O finlandês havia parado exatamente na 35ª volta para colocar pneus para chuva. Rubens, se você mantiver esse ritmo você ganha a corrida, Brawn lhe falou pelo rádio. Depois de duas voltas eu já havia concluído que se não chovesse mais o Hakkinen não me alcançaria, contou, emocionando-se ainda mais. Naquelas duas voltas que faltavam eu chorava, pensando em tanta coisa, como no fato de Deus reservar o dia para mim.
O piloto da Ferrari explicou que a decisão de não parar nos boxes quando a chuva começou, quase no final da prova, a fim de colocar pneus apropriados para pista molhada, foi totalmente sua. Tive que optar, ou rumava para a vitória, ou não iria fazer pontos.
O brasileiro não conseguiu esconder a emoção por tudo o que aconteceu. Após ter largado em 18º lugar, fez uma corrida de recuperação impressionante. Só posso dizer que é muito bom estar nesta situação, disse, aproveitando também para dar uma cutucada em todos que, de alguma forma, lhe criticaram durante a carreira.

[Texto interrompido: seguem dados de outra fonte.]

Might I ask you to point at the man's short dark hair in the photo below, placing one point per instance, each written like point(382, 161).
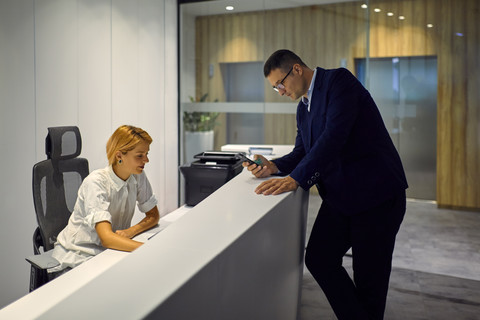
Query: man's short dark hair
point(281, 59)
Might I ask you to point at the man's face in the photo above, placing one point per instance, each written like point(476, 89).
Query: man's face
point(286, 83)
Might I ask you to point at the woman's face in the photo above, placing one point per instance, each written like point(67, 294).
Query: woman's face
point(133, 162)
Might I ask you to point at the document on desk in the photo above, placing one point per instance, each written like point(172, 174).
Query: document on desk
point(147, 235)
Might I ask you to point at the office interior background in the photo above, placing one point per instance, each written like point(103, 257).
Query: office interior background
point(98, 64)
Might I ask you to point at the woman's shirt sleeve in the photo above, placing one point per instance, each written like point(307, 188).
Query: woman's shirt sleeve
point(95, 200)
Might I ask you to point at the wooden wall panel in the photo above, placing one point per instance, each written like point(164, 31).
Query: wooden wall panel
point(324, 35)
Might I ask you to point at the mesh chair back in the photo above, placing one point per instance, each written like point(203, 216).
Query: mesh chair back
point(56, 182)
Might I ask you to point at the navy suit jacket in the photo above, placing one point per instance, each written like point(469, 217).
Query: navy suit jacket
point(343, 147)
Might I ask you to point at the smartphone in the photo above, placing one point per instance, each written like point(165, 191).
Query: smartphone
point(258, 162)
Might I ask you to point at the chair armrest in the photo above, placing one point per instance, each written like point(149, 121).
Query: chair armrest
point(43, 261)
point(37, 241)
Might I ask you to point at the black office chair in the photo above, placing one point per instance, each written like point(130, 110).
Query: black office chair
point(55, 187)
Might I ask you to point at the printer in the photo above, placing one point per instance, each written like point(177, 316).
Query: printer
point(211, 171)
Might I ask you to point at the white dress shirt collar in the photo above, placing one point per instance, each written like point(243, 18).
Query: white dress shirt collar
point(306, 101)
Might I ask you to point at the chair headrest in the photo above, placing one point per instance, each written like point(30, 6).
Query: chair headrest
point(63, 143)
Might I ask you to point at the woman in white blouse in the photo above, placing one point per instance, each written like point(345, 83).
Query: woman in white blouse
point(106, 202)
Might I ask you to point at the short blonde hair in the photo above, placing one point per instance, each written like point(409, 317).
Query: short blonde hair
point(125, 139)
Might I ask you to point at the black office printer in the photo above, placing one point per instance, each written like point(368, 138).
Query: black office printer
point(211, 171)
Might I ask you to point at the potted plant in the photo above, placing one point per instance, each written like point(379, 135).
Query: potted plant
point(198, 127)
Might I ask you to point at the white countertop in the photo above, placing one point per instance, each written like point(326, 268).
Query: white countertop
point(159, 267)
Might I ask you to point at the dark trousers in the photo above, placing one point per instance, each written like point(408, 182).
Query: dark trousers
point(371, 235)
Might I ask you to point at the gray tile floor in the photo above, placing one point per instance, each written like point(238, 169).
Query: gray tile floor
point(436, 267)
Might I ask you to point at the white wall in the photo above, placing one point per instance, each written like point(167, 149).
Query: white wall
point(96, 64)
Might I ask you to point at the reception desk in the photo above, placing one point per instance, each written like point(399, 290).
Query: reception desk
point(236, 255)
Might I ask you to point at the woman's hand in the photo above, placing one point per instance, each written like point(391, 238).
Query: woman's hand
point(127, 233)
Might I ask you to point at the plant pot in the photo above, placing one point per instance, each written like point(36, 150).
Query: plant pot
point(196, 142)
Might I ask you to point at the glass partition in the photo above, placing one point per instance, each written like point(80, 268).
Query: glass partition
point(404, 51)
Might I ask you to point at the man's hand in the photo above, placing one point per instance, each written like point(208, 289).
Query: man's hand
point(266, 169)
point(277, 186)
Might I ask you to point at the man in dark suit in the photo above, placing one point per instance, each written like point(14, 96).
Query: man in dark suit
point(342, 147)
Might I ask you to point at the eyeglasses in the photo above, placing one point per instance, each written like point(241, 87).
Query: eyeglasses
point(280, 85)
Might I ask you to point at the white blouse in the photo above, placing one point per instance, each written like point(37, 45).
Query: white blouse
point(102, 197)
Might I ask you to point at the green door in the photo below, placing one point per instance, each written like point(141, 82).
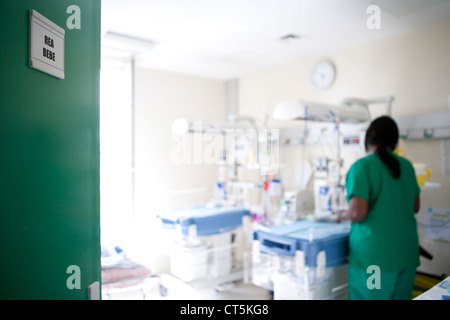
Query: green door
point(49, 156)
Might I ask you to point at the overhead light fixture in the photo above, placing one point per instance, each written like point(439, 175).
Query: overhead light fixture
point(126, 43)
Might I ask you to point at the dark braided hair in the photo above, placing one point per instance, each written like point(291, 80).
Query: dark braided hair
point(383, 133)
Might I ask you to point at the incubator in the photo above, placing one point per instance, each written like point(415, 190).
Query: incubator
point(304, 260)
point(207, 242)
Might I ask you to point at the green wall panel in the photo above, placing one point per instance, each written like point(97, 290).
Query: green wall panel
point(49, 156)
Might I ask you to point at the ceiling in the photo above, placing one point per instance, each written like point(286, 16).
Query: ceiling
point(225, 39)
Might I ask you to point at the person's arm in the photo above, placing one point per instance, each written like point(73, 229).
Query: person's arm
point(357, 212)
point(416, 204)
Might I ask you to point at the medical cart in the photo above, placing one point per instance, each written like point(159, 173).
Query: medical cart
point(208, 242)
point(304, 260)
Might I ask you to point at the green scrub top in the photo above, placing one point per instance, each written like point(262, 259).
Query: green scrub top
point(387, 237)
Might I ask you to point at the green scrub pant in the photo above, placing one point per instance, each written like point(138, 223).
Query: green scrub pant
point(393, 285)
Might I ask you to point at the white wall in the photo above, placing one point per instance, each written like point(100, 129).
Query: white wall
point(160, 98)
point(414, 67)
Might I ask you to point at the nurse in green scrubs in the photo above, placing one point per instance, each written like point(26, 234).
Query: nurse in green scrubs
point(383, 197)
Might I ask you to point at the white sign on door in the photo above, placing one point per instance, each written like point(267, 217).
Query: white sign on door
point(46, 45)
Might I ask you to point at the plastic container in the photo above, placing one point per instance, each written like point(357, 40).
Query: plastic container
point(422, 173)
point(206, 241)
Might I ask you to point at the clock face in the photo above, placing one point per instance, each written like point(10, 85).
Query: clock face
point(323, 74)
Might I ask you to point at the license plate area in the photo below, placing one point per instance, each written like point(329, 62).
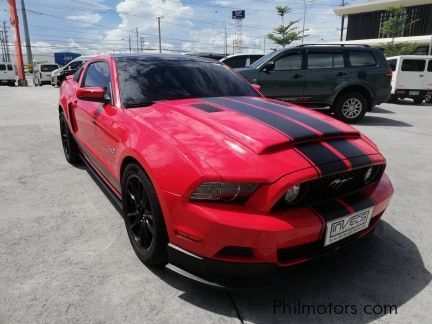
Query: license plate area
point(342, 227)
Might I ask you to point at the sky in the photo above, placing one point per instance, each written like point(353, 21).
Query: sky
point(96, 26)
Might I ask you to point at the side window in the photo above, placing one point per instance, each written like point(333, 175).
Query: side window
point(413, 65)
point(98, 75)
point(325, 60)
point(392, 64)
point(236, 62)
point(361, 58)
point(77, 74)
point(289, 62)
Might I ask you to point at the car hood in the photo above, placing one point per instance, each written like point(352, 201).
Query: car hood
point(253, 134)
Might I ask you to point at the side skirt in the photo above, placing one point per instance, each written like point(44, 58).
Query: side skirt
point(102, 185)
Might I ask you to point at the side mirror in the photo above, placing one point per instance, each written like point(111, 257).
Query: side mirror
point(269, 66)
point(257, 87)
point(95, 94)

Quem vence na F-1 diz que depois da primeira vitória as outras surgirão naturalmente, lembrou Rubinho. Espero realmente que sim, o peso que eu carreguei ninguém pode imaginar, disse ele, que dedicou seu triunfo a Ayrton Senna, piloto brasileiro morto em 1994. E a Silvana, minha esposa, que neste momento deve estar mais feliz do que eu.